William Hogeland doesn't, unlike a mag like Counterpunch, take the opportunity of the Jacobin interview to jump into full-on anti-Americanism, but does turn a strong, and accurate, gimlet eye on the situation. Rather than call it a "reactionary" revolution, he cites it as a conservative one, but continuous with the status quo wherever that status quo did not involve Great Britain.

People who were "radical," Hogeland notes, were squeezed out, crushed, even, by 1787. He cites a number of names, not all of them known to me, and none of whom will be in a high school history textbook. Thomas Paine, the one radical of sorts who is known today, was living in London in 1787, but pointedly not elected by Pennsylvania or another state to come serve as a constitutional delegate.

As for the militarization that's been part and parcel of American exceptionalism, especially in the South? Hogeland points to two early, formative events, at roughly the same time: The putdown of the Whiskey Rebellion, which he hints elsewhere Alexander Hamilton may have provoked, and the first of America's Indian Wars, against tribes of the Old Northwest.

On the conservative side, including the militarization, Hogeland is finishing a new book on "Mad" Anthony Wayne, the leader of that first Indian War's battles. Sounds like it could be good.

==

The grateful part?

I could be living in parts of the world where civil liberties are honored less in the abstract, and the reality, alike, than in the U.S. I could be living in an economically mismanaged country.

In such cases, I acknowledge that American Coca-colonialism, along with the old-fashioned type of the Old World, was part of the problem. But, many countries have had indigenous mismanagement of their governments, their economies and more.

Certainly that's true of a China, which had relatively mild burdens of colonialism, and due to its size alone, has shucked off their remnants.

I'm also grateful that I'm educated enough to recognize American exceptionalism, and free to point it out.

So, I can critique, and criticize, American myth — including American exceptionalism — while still being glad I live where I do.

==

The alternative history part, since I've regularly blogged about my own "forks" between real and alternative, or counterfactual, history?

Due to America already then being one-fourth the size of Britain in population, separated by a pre-steamship Atlantic Ocean and of much larger geographic size, it's not conceivable that George III, Lord North, et al, could have put down a rebellion.

As for the causes? Had George, following John Dickenson, only raised taxes and tariffs directly associated with trade, AND done that around 1765, it might have been enough to raise additional revenue for the Crown yet stave off revolution.

But, lack of hubris was never George's long suit, and not just for him, but for those who were the "king's party," or the "city party," or proto-Tories in Parliament. Historians of the time were already wondering if Britain had gotten too greedy for spoils at the end of the Seven Years War.

Beyond this, the Quebec Act would have been gasoline on colonial fires if the tax issue had been handled with less than the utmost dexterity.

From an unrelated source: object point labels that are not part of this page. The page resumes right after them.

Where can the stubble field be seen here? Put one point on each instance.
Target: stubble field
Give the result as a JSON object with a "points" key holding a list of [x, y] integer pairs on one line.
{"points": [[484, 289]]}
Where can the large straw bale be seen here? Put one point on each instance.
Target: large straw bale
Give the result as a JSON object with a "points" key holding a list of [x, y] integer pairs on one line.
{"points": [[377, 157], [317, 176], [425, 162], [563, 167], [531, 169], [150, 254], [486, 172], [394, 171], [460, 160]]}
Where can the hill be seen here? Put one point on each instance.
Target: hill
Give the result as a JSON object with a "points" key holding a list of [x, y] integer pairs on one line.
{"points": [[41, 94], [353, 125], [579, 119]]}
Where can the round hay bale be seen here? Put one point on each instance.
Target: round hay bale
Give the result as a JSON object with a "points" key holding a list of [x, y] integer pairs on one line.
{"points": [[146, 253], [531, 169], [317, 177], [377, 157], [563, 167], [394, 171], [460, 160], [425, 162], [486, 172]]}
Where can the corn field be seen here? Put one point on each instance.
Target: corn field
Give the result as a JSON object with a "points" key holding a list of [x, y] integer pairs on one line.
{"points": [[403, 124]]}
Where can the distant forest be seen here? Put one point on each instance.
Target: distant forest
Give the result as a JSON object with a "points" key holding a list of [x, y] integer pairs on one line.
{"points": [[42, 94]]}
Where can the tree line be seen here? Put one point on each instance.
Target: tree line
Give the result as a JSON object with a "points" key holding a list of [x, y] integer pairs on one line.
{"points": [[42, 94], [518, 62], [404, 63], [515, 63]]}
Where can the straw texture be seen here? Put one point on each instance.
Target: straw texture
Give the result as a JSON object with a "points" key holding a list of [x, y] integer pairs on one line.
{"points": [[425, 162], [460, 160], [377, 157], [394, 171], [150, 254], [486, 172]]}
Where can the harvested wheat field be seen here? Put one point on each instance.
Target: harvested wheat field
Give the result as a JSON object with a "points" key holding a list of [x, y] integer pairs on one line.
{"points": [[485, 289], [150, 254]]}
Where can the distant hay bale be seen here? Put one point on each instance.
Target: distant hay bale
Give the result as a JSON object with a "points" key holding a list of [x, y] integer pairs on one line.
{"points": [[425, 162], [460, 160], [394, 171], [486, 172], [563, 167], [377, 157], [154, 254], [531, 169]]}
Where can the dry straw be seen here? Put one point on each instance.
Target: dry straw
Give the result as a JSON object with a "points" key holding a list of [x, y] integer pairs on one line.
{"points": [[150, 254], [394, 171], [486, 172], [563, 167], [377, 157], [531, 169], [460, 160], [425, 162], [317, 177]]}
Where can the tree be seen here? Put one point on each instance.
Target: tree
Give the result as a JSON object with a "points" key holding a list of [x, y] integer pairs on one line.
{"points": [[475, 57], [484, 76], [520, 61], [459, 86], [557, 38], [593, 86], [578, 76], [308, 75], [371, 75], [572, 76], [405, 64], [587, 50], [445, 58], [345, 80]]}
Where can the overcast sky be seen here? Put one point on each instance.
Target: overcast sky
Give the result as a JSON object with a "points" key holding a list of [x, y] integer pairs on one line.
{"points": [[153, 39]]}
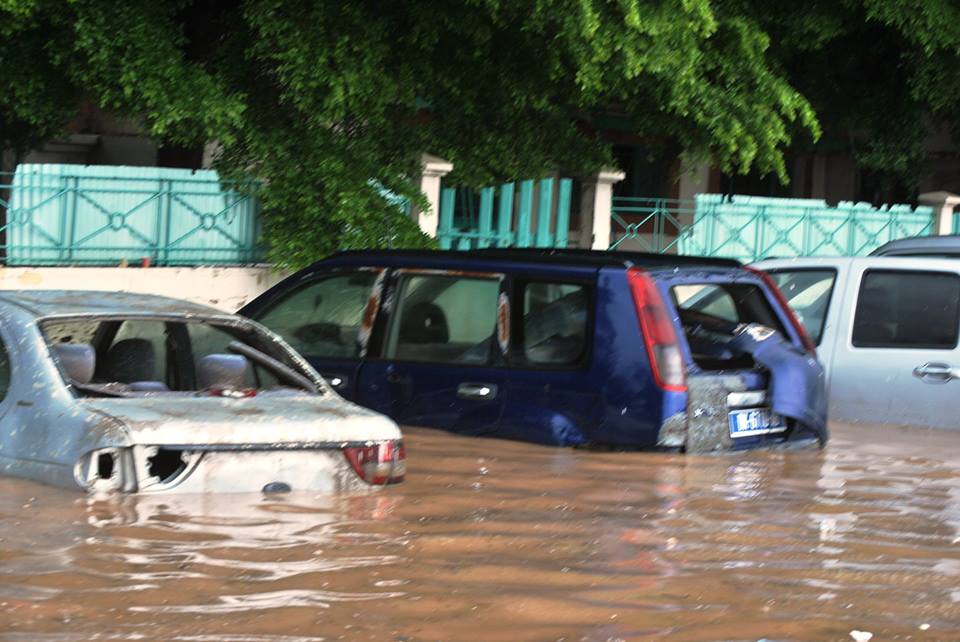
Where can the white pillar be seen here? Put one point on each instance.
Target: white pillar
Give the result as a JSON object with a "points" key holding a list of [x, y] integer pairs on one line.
{"points": [[942, 204], [434, 169], [603, 207], [693, 180]]}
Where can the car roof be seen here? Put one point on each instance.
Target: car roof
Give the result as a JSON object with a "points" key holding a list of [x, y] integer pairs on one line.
{"points": [[44, 303], [943, 246], [539, 256], [892, 262]]}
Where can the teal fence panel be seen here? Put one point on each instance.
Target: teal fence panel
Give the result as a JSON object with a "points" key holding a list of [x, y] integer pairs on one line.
{"points": [[535, 215], [104, 215], [751, 228]]}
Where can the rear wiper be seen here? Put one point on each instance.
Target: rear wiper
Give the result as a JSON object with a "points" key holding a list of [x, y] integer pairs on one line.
{"points": [[282, 370]]}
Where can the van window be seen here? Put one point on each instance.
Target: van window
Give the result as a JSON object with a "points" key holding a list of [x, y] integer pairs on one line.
{"points": [[809, 293], [710, 314], [323, 317], [554, 323], [906, 309], [444, 319]]}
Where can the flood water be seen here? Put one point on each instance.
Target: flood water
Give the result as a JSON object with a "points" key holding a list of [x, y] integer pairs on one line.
{"points": [[492, 540]]}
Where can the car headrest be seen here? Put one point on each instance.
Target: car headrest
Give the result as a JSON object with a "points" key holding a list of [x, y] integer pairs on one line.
{"points": [[78, 360], [128, 361], [226, 371], [424, 323]]}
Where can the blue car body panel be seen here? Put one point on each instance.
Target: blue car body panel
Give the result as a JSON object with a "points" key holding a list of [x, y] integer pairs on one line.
{"points": [[610, 397]]}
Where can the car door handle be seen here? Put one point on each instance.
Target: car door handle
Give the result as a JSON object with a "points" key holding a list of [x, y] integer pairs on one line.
{"points": [[477, 391], [937, 373]]}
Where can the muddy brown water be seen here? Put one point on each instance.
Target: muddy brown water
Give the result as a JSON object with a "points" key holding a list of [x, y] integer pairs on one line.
{"points": [[493, 540]]}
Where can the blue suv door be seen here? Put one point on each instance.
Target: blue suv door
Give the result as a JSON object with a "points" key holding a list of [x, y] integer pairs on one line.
{"points": [[553, 398], [441, 352], [327, 316]]}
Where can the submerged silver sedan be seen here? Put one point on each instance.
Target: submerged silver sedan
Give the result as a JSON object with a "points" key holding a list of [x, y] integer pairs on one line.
{"points": [[110, 391]]}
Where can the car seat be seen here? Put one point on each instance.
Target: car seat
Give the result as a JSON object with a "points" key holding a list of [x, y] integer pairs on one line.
{"points": [[133, 362], [422, 324], [78, 360], [224, 371]]}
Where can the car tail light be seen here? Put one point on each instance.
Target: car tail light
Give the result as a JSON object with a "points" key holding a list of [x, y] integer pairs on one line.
{"points": [[805, 339], [383, 462], [659, 333]]}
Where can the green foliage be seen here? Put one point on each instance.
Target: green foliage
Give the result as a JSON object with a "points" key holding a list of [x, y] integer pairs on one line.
{"points": [[330, 102]]}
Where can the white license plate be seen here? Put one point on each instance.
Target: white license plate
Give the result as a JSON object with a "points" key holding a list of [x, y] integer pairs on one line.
{"points": [[757, 421]]}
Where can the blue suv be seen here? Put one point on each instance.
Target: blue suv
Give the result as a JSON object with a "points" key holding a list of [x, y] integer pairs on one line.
{"points": [[560, 347]]}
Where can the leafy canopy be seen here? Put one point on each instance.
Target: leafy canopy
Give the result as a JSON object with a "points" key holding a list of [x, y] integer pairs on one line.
{"points": [[330, 102]]}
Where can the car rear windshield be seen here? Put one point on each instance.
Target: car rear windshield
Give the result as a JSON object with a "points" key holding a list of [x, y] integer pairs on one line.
{"points": [[146, 356], [710, 314]]}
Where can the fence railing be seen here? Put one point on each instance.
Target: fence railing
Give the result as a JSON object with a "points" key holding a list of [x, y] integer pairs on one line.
{"points": [[60, 218], [751, 228], [525, 214]]}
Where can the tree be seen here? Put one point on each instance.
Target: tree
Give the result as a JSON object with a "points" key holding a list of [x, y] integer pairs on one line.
{"points": [[330, 102]]}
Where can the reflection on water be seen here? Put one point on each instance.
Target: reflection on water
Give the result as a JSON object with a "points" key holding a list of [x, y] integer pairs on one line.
{"points": [[492, 540]]}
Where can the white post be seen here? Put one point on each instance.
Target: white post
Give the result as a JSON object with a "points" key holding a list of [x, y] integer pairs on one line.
{"points": [[693, 180], [434, 169], [942, 204], [603, 207]]}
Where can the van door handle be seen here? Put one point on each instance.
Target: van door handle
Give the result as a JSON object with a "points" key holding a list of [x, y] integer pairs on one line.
{"points": [[477, 391], [936, 373]]}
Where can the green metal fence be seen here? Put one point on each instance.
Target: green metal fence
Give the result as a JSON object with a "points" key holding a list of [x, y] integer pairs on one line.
{"points": [[104, 215], [525, 214], [751, 228]]}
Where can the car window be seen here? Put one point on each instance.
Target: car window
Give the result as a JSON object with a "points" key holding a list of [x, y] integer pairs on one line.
{"points": [[444, 319], [902, 309], [323, 317], [136, 356], [554, 323], [809, 293], [710, 314], [4, 370], [709, 299]]}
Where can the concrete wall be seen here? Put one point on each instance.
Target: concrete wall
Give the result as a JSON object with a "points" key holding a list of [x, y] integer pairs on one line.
{"points": [[227, 288]]}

Also forget not that Highland Scots, as well as Scots-Irish, had emigrated to America — Highland Scots for whom Culloden was often not just part of memory but part of personal history.

Add in the amounts of Germans (discounting any Hanoverians who might be loyal to George's House of Welf/Hanover), Dutch, and even Swedes and Irish already in America, and George had less than full nationalistic support on this side of the pond.

Short of Britain moving halfway toward today's Commonwealth, or almost all the way toward Canadian Dominion status of 1867, by 1775 if not a decade earlier, it's hard to see how London could have kept hold of the colonies once its initial mismanagement started growing.